More Champions League Enrichment Would Risk Great Cost to Football
“Europe,” Sir Alex Ferguson said, actually a little before Manchester United’s 1999 success in the Champions League helped to bring a knighthood his way, “ought to be the cherry on the cake. No one wants it to be the whole cake – that would spoil everything.”
Ferguson was responding, a couple of decades ago, not only to non-champions being allowed into the hallowed event – he would mellow on seeing United go all the way in Europe after finishing second behind Arsenal in 1998 – but to Uefa tweaking the format once again to introduce a double group stage involving more matches. In the event that modification proved short-lived, lasting only until 2002‑03, though there are still influential voices – the former United CEO David Gill among them – who consider a second mini-league a more attractive and competitive prospect than the present last 16, where group winners usually find it easy to reach the last eight.
Everyone has their favourite version of the competition that started out as the European Cup. Some stubbornly believe it was better when restricted to national champions only, ignoring the huge financial gains and not inconsiderable drama that has played out over the past 20 years or so. Others feel it is just about perfect at the moment, with the right balance struck between commitments at home and in Europe, and from an English point of view the seeding for Thursday’s group stage draw appears to bear that out.

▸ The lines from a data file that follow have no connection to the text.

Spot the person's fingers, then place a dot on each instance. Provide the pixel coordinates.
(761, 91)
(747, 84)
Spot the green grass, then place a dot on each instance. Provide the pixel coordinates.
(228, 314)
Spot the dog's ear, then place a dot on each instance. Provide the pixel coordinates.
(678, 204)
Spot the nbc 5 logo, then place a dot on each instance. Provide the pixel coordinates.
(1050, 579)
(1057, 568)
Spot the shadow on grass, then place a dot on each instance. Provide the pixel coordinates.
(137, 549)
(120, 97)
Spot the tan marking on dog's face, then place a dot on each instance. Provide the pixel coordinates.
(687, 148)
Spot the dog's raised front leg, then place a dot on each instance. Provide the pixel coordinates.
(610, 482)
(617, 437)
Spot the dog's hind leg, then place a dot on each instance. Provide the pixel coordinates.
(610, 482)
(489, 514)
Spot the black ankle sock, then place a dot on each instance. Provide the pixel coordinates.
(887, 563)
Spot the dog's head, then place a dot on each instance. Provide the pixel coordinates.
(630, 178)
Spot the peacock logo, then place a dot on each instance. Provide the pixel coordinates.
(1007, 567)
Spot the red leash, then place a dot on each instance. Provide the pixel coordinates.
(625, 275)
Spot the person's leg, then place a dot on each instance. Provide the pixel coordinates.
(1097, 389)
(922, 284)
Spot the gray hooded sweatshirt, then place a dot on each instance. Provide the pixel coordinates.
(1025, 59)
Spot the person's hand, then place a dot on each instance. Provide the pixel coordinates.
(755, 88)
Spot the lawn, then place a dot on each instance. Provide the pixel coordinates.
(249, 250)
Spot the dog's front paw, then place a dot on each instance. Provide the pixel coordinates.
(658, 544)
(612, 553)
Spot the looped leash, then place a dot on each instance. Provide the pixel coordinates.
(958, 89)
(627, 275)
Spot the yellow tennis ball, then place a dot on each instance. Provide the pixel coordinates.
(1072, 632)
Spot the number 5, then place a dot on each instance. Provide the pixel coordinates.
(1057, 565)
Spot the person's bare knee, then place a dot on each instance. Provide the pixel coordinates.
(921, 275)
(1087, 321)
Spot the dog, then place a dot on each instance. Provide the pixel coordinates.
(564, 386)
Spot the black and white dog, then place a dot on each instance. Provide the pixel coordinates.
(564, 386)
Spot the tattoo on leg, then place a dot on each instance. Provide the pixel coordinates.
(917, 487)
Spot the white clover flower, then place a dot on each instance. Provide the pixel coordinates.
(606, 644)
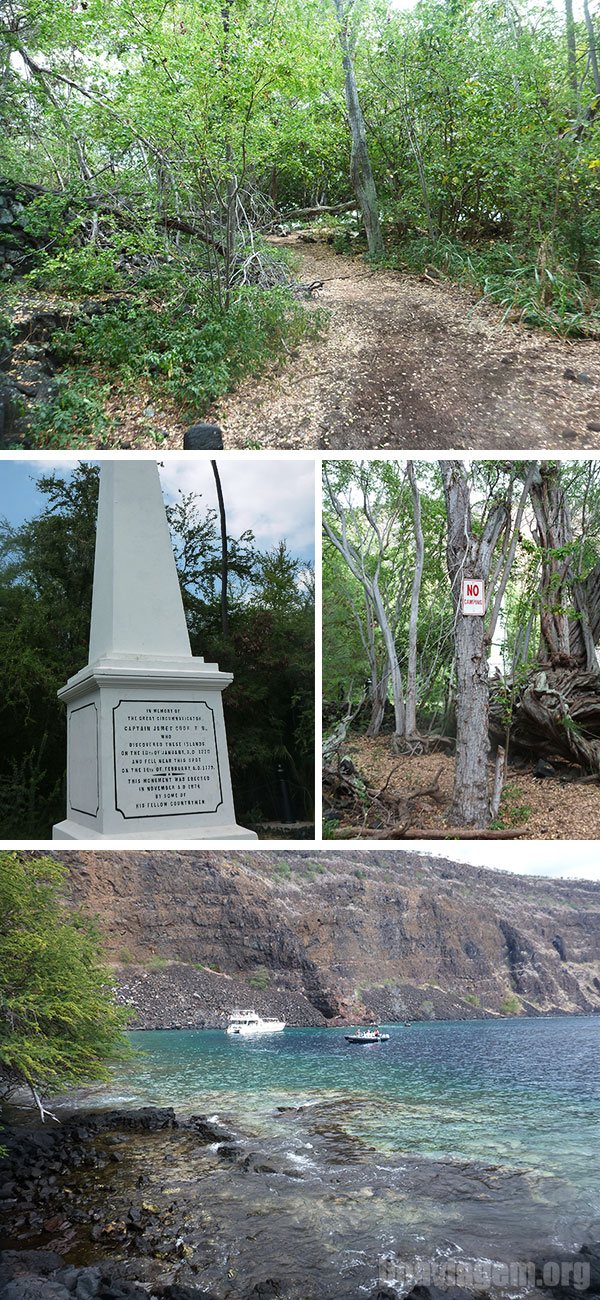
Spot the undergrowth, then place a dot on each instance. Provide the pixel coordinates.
(162, 326)
(540, 290)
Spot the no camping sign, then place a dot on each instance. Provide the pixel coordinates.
(473, 596)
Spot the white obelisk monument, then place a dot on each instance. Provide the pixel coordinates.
(147, 753)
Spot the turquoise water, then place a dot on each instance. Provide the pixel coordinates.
(518, 1092)
(478, 1140)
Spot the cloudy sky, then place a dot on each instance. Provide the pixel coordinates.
(570, 859)
(273, 497)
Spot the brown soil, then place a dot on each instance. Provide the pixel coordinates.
(535, 809)
(411, 363)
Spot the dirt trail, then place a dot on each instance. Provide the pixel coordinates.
(407, 363)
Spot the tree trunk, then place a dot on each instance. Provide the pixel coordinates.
(468, 557)
(224, 553)
(361, 172)
(591, 40)
(411, 719)
(572, 47)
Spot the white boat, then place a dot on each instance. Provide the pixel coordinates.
(250, 1022)
(372, 1034)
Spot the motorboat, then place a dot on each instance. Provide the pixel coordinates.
(370, 1034)
(250, 1022)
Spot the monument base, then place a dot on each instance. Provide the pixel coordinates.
(70, 830)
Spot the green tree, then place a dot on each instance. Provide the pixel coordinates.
(59, 1021)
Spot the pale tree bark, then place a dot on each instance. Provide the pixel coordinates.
(572, 48)
(369, 581)
(469, 557)
(411, 720)
(565, 641)
(592, 47)
(507, 559)
(361, 170)
(224, 551)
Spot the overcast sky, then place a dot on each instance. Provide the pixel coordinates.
(570, 859)
(274, 498)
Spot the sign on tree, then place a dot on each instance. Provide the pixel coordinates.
(473, 596)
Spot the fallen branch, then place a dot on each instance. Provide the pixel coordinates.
(407, 832)
(329, 209)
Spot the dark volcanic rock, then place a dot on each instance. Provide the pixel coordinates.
(420, 936)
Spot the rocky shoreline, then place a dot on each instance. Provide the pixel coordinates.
(179, 996)
(88, 1223)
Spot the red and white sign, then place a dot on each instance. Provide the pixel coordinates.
(473, 596)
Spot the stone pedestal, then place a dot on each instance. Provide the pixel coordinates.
(147, 752)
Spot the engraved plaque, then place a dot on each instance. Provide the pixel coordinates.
(165, 758)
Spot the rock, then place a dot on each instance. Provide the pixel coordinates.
(68, 1277)
(30, 1286)
(203, 437)
(177, 1292)
(87, 1283)
(265, 1290)
(11, 410)
(13, 1264)
(208, 1130)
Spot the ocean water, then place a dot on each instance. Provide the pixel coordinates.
(478, 1140)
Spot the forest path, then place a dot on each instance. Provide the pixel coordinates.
(409, 364)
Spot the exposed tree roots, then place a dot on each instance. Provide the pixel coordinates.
(374, 811)
(557, 715)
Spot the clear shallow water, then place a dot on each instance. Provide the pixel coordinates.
(477, 1139)
(513, 1092)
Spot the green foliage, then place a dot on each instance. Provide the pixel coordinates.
(550, 295)
(74, 416)
(282, 870)
(182, 341)
(59, 1022)
(46, 583)
(156, 963)
(77, 271)
(511, 1005)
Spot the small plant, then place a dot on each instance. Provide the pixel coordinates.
(282, 870)
(512, 811)
(74, 416)
(511, 1005)
(156, 963)
(78, 271)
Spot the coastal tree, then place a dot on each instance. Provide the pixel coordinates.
(361, 170)
(469, 554)
(46, 584)
(60, 1025)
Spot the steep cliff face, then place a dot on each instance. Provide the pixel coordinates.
(392, 934)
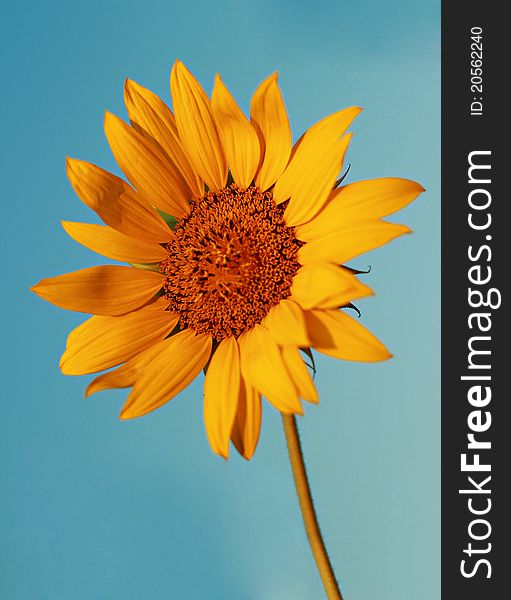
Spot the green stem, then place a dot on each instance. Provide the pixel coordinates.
(308, 512)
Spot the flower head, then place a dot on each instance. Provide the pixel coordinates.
(235, 241)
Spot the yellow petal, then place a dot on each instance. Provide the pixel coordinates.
(196, 126)
(152, 118)
(148, 169)
(221, 391)
(182, 358)
(107, 290)
(356, 238)
(238, 137)
(314, 167)
(247, 424)
(335, 333)
(125, 375)
(113, 244)
(263, 368)
(104, 342)
(118, 204)
(286, 324)
(269, 116)
(362, 200)
(325, 285)
(299, 374)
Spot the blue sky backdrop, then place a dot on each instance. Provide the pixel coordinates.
(93, 508)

Three Premier League teams take their place in pot one, with Liverpool and Chelsea joining Manchester City by virtue of the Uefa trophies claimed last season. With four English sides contesting the two European finals, and Spurs in with Real Madrid in pot two as a result, last season could hardly have gone any better for Premier League clubs, despite providing the only title race in Europe’s top leagues worthy of the name. These things can be transitory – it is only three years ago that England’s sole representatives in the Champions League last eight were Leicester City – but for now the best of both worlds can be enjoyed.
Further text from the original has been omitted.